Watch a interview of John Stossel


At 2/06/2009 8:49 AM, Anonymous Anonymous said...

Hyperinflation? Dollar devaluation?

My god, the CPI swaps are predicting deflation over the next 5 years, we are in danger of falling into a deflationary trap and you are STILL talking about inflation.

There is NO risk of inflation. None. In fact, if a risk of high inflation ever comes back that would be a great sign for the economy and mean that the economy had recovered.

At 2/06/2009 11:06 PM, Blogger QT said...

I love it.

At 2/07/2009 11:32 AM, Blogger Richard said...

To Machiavelli999:

M*V = P*Q

Money supply times velocity equals price times quantity of goods.

Currently, there are fears that velocity is down because people are afraid to spend and banks are afraid to lend.
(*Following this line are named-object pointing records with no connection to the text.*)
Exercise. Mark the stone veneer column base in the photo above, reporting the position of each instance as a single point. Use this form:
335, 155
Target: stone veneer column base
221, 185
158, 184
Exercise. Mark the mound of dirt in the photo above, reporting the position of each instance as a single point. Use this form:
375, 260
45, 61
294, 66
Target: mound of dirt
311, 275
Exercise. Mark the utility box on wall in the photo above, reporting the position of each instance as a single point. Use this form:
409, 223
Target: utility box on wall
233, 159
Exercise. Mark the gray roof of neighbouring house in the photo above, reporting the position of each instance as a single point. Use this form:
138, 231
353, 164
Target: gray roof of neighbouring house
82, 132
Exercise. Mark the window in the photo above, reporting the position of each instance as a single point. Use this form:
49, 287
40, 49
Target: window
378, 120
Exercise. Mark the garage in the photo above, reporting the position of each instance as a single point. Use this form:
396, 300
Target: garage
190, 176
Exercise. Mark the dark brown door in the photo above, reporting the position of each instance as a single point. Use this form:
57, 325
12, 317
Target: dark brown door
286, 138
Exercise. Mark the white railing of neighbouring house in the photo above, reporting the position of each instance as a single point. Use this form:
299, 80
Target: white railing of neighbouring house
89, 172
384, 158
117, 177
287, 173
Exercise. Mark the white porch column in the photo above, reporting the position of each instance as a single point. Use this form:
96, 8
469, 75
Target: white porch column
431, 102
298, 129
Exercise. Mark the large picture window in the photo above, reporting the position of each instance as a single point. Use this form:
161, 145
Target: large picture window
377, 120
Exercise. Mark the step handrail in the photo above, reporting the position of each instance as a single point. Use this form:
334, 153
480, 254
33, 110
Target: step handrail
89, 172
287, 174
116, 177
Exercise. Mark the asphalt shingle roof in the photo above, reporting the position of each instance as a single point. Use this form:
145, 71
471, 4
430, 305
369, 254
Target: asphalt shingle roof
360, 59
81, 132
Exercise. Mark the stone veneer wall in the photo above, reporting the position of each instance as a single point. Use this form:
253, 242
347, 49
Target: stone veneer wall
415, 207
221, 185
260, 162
To get Q rolling, we have been throwing money at the banks, thereby expanding the money supply. What happens when velocity picks up again, and the banks are rife with Fed-induced capital?

P will explode to make up for the "too much cash chasing too few goods" issue.

At 2/09/2009 3:25 PM, Anonymous Anonymous said...

Too bad I didn't see this post before.

You are right Richard. But my question is when on earth do you expect V to pick up enough to get P going up astronomically. If anything V is continuing to decrease.

Second of all, just like we have the power to increase M, we also have the power to decrease it as well.